Did you know that 5 year-olds cannot grasp the concept of number?
By standard mathematics you have Natural Numbers, Rational Numbers, Irrational numbers, etc... , but there is no general definition to Number.
Children may not understand the sophisticated manipulations that adults can do with numbers, but they have a simple (and simple is not trivial) point of view of the concepts that can lead to the general definition of Number, as I did in my theory.
A number is the simplest building-block of the researchable.
Your sophisticated manipulations of that building-block, do not allow you to get this beautiful and straightforward simplicity, because your ability to get simple notions was lost over the years of your mathematical sophisticated training.
So is the case of a line or a point, they are undefined terms, and understood according different context dependent axiomatic systems that there is no common basis between them accept that they are using the words "Line" and/or "Point".
In other words, there is no generalization of these concepts according to the context dependent paradigm.
Since most of the axiomatic systems are using sets, then the concept of Line is not an
atom, but it is a thing that is defined by other building-blocks (you can call them points or not, but it does not change the fact that a line is not an atom by standard Math.)
Professional mathematicians do not afraid to use Lines and points as related object (only people that have troubles with their abstract abilities avoid it).
For example:
1. Why set theory?
Why do we do set theory in the first place? The most immediately familiar objects of mathematics which might seem to be sets are geometric figures: but the view that these are best understood as sets of points is a modern view. Classical Greeks, while certainly aware of the formal possibility of viewing geometric figures as sets of points, rejected this view because of their insistence on rejecting the actual infinite. Even an early modern thinker like Spinoza could comment that it is obvious that a line is not a collection of points (whereas for us it may hard to see what else it could be) (Ethics, I.15, scholium IV, 96).

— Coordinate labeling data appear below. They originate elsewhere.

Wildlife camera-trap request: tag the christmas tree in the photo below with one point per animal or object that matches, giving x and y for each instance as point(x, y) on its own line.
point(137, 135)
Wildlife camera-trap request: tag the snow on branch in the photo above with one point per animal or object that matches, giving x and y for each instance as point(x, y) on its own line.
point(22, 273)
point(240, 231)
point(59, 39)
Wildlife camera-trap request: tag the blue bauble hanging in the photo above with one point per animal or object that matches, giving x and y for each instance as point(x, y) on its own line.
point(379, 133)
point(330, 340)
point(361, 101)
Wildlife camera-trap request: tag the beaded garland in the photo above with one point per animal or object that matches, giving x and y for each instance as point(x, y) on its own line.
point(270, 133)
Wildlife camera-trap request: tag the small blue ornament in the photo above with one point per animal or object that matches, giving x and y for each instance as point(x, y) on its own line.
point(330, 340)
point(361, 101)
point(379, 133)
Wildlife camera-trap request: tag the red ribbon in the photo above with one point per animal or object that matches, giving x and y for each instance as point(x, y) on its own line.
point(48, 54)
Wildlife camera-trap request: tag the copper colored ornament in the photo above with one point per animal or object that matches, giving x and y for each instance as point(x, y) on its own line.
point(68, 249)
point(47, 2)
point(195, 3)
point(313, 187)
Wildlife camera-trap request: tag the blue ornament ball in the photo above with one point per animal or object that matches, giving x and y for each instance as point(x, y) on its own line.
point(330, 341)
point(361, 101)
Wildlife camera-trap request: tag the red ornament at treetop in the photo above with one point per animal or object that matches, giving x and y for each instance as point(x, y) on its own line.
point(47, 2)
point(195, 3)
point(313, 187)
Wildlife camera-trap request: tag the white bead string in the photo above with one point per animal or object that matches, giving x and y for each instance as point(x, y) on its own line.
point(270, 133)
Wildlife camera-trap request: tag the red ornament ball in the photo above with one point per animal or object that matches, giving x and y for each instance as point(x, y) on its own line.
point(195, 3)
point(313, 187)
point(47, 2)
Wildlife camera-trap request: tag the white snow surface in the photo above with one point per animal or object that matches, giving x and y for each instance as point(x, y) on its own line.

http://www.seop.leeds.ac.uk/entries/settheory-alternative/
Prof. Randall Holmes (
http://math.boisestate.edu/~holmes/ )
Hilbert:
I.1: Two distinct points A and B always completely determine a straight line a. ...
(
http://en.wikipedia.org/wiki/Hilbert's_axioms )
Well, Hilbert is wrong, because a non-local element like a line cannot be completely determined by local elements like points.
I explicitly show it by using Symmetry as the basis of non-locality and Asymmetry as the basis of locality.
Furthermore, I explicitly show that Symmetry/ Asymmetry is the basis of Logic itself.